«Ésta es la mejor forma de ver a nuestra selección lejos de casa». Salieron de su país en busca de un futuro mejor, de una oportunidad para sobrevivir y prosperar. Pero su corazón y su alma se quedaron allí, en el otro lado del Atlántico. Lejos, pero en días como ayer bastante más cerca. A 1.500 kilómetros al noreste de Bilbao. En Gelsenkirchen, la ciudad en la que su Ecuador se estrenaba en el Mundial contra Polonia. Ataviados con relucientes camisetas de su combinado y con banderas amarillas, azules y rojas por las paredes y en las mesas, medio centenar de ecuatorianos vivió con pasión este encuentro en el bar Latitud 0 -el punto que marca la línea del Ecuador- en Sarriko.
Son sólo una muestra del delirio que esta cita ha generado entre sus compatriotas; tanto en su ayer paralizado país natal -sólo se trabajó media jornada- como en los cerca de 600.000 que se calculan que hay en España, como en los 10.000 que han viajado hasta Alemania para animar al grupo del colombiano Luis Suárez. «Yo también hubiese ido si me hubieran dejado en el 'curro'», confesaba Johnny, un estratega del fútbol que ayer pidió día libre en su trabajo en Logroño. «Ninguno de los tres ecuatorianos hemos ido. Me da igual que no me paguen; juega mi selección».
Fue uno de los primeros en llegar al local, dos horas antes.
-¿Por qué tan pronto?
-Es que luego no hay sitio y hay que entrar a empujones.
Cánticos, gritos, había ganas de fútbol, de gozar con Carlos Tenorio, Hurtado, De la Cruz. «¿Es un galáctico¿»... Sus iconos. Fiesta ecuatoriana en el segundo Mundial de la historia de la 'tricolor'.
Amarillo, azul y rojo. Ésa era la decoración del local, con una bandera en el exterior. «Un gol vamos a marcar mínimo», se ilusionaba Verónica. «Sí, pero si ellos meten dos no sirve de nada», le respondía Nelly. «Hay que ser positivas», terciaba Laura, hermana de la primera. «Pero ganemos o no, ecuatorianos siempre seremos».
Himno a todo volumen
A medida que se acercaba el partido los colores parecían hacerse más intensos. Como el calor, que hizo correr la cerveza por el Latitud 0, en el que se vendían camisetas del combinado por 20 euros para los más despistados. La temperatura subió aún más, sobre todo cuando Boris, el propietario del bar, puso su himno. Todos lo cantaban al tiempo que por la televisión saltaba al césped su selección. «¿Súbelo, súbelo!», le pedían los más animosos con la cara pintada, como su portero.

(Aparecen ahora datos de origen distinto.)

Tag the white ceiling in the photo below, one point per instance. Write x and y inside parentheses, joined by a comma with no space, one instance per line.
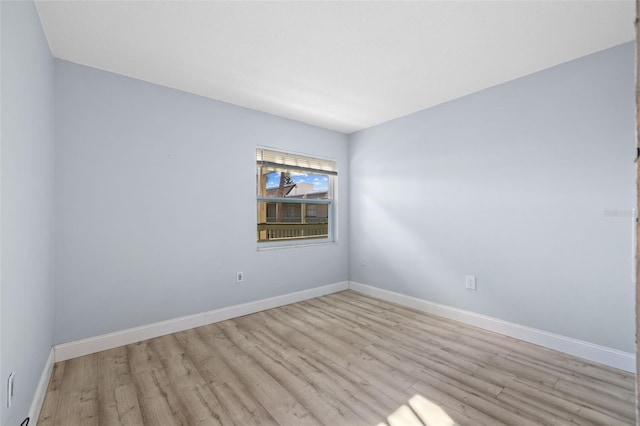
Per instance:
(339,65)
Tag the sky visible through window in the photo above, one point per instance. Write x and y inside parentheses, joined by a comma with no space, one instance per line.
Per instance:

Faltaban dos minutos para el inicio. De repente, un inoportuno apagón. Nervios, inquietud. «No puede ser. Nos lo vamos a perder». Pero no habían pasado ni noventa segundos cuando se hizo la luz. Aliviados, todos retomaron los cánticos. «¿Ecuador, Ecuador!». Sin descanso aunque con miedo. «Están jugando mejor», temía un entregado y eufórico Leo. Nada más acabar de pronunciar su frase, la luz volvió a decir adiós. «Eres polaco», le acusaban al dueño del bar con sorna.
Por poco tiempo. La televisión volvió a funcionar. Y llegó el primer momento de éxtasis: gol de Carlos Tenorio. Explosión de júbilo, abrazos, carreras por el pequeño local y todos a la calle a gritar. Las turutas, que habían funcionado toda la noche, explotaron. «¿Si parecemos Brasil!», festejaban. «¿Viva Ecuador, carajo!». Pero la locura llegó a falta de diez minutos para el final. Delgado sentenciaba. «¿Queremos barra libre!». Aunque la cerveza casi se les atraganta con dos palos sucesivos de Polonia. Fue el inicio de una larga noche. El cansancio no se notó. «Si llegamos a la final me voy a Alemania». Próxima cita: el jueves a las 15.00 horas.